Closures of family planning clinics “contributed to some of these declines, for sure,” said the study’s lead author, Dima M. Qato, an associate professor at the University of Southern California’s Mann School of Pharmacy and Pharmaceutical Sciences. “Many low-income women, whether uninsured or on Medicaid, rely on [such clinics] for prescriptions for their contraception. So if those clinics are no longer available, they’re not getting prescriptions to fill at pharmacies.”

According to new data from the Guttmacher Institute, post-Dobbs abortion bans led to the shutdown of 63 abortion clinics in 14 states—including 24 clinics in Texas alone. 

The researchers found that states that enacted the most restrictive laws experienced a 24 percent total decline in oral contraceptive prescriptions filled.

The trends in prescription-fill rates for emergency contraceptives such as Plan B and Ella were markedly different from regular birth control pills, the study found. Starting around December 2021, during the period when the Supreme Court was weighing the Dobbs case, prescriptions for emergency contraceptives jumped nationally, likely because, in anticipation of access to abortion being radically curtailed people stockpiled supplies; the fill-rate peaked in July 2022, immediately after the ruling.
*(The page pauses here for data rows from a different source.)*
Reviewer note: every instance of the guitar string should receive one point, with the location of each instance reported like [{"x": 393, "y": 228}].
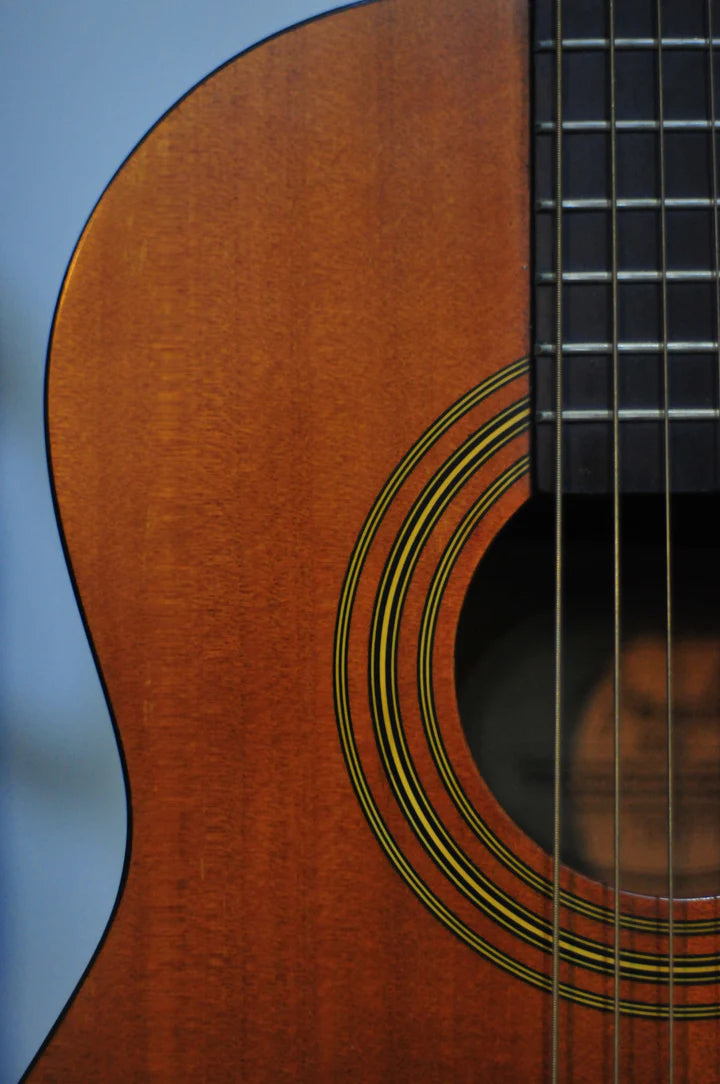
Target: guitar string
[
  {"x": 616, "y": 556},
  {"x": 668, "y": 552},
  {"x": 558, "y": 540}
]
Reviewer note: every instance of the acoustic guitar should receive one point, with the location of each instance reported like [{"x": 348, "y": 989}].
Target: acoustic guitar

But a year after Dobbs, emergency contraception prescriptions in states with full abortion bans plummeted 60 percent overall compared with the pre-Dobbs period. In Kentucky, the state with the biggest decrease, prescription fills were down 78 percent; by contrast, in Idaho, the only extreme-ban state that allows pharmacists to prescribe emergency contraceptives without age restrictions, the post-Dobbs fill-rate rose by 148 percent.

“Confusion around the legality of emergency contraception could be contributing to multiple factors that could drive this [prescription] decline,” Qato said, including “doctors not wanting to prescribe it as much, pharmacies not wanting to carry or dispense it, and patients afraid to use it for fear of liability.”
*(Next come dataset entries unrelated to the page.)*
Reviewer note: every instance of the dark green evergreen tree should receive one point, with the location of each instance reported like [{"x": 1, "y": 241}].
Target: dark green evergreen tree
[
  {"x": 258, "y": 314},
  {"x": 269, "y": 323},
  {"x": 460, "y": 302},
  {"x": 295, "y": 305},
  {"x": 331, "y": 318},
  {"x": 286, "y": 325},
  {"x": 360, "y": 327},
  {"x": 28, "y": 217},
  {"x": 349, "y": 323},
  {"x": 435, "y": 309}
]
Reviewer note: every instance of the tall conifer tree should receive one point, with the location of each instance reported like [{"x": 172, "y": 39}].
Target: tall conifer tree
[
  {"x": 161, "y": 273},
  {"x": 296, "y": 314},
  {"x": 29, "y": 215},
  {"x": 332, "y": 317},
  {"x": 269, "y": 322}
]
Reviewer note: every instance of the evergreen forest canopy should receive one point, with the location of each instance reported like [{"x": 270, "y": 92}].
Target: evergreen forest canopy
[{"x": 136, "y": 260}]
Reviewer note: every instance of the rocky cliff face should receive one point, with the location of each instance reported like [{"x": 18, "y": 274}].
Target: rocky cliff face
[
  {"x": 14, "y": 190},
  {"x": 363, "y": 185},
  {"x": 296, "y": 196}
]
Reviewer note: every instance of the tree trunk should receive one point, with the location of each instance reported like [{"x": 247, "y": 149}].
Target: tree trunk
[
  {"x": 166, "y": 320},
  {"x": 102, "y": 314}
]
A year after Dobbs, emergency contraception prescriptions in states with full abortion bans plummeted 60 percent overall compared with the pre-Dobbs period.

Antiabortion groups have long opposed emergency contraceptives, falsely claiming they are abortifacients and inaccurately conflating them with medication abortion—a drumbeat of disinformation that has become more insistent since Dobbs. As my colleague Julianne McShane has written, Republicans are laying the groundwork to dramatically scale back access to birth control if Donald Trump is reelected, starting with Plan B. A KFF survey in January 2023 found that half of women in full-ban states believed Plan B was illegal where they lived.
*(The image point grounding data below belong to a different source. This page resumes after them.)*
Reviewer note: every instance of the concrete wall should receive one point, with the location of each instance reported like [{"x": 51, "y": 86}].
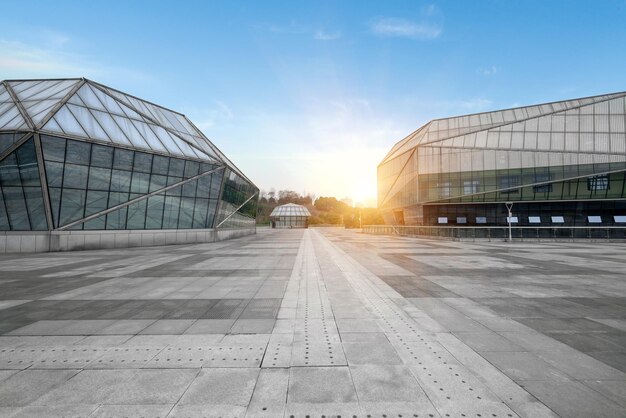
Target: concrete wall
[{"x": 44, "y": 241}]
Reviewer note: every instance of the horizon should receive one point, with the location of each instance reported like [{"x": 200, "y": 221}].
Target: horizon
[{"x": 320, "y": 92}]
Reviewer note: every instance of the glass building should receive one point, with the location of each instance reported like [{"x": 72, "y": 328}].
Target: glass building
[
  {"x": 561, "y": 163},
  {"x": 290, "y": 216},
  {"x": 78, "y": 155}
]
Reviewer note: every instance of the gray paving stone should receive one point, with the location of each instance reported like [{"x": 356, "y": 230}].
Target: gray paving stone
[
  {"x": 524, "y": 366},
  {"x": 210, "y": 326},
  {"x": 24, "y": 387},
  {"x": 270, "y": 394},
  {"x": 168, "y": 327},
  {"x": 119, "y": 411},
  {"x": 333, "y": 301},
  {"x": 370, "y": 353},
  {"x": 378, "y": 383},
  {"x": 310, "y": 385},
  {"x": 232, "y": 387},
  {"x": 573, "y": 399}
]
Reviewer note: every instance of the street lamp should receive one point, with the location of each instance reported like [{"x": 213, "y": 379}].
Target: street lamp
[{"x": 509, "y": 206}]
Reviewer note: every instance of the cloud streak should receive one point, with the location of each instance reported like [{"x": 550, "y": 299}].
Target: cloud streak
[
  {"x": 52, "y": 58},
  {"x": 401, "y": 28}
]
One thing the study doesn’t address is whether some women in abortion-ban states might have switched to getting their birth control pills, Plan B and Ella from online sources—or whether they might have opted for IUDs or even sterilization for themselves or their partners. It’s a question that numerous reproductive health researchers around the country are scrambling to answer.

Qato worries that many women in abortion-ban states are being forced to do without. More efforts to improve and protect access to oral contraceptives are urgently needed, especially emergency contraceptives, she said. “For many women, they are really the last safe and effective option to prevent a pregnancy and prevent the need for an abortion in states where abortion is no longer legal.”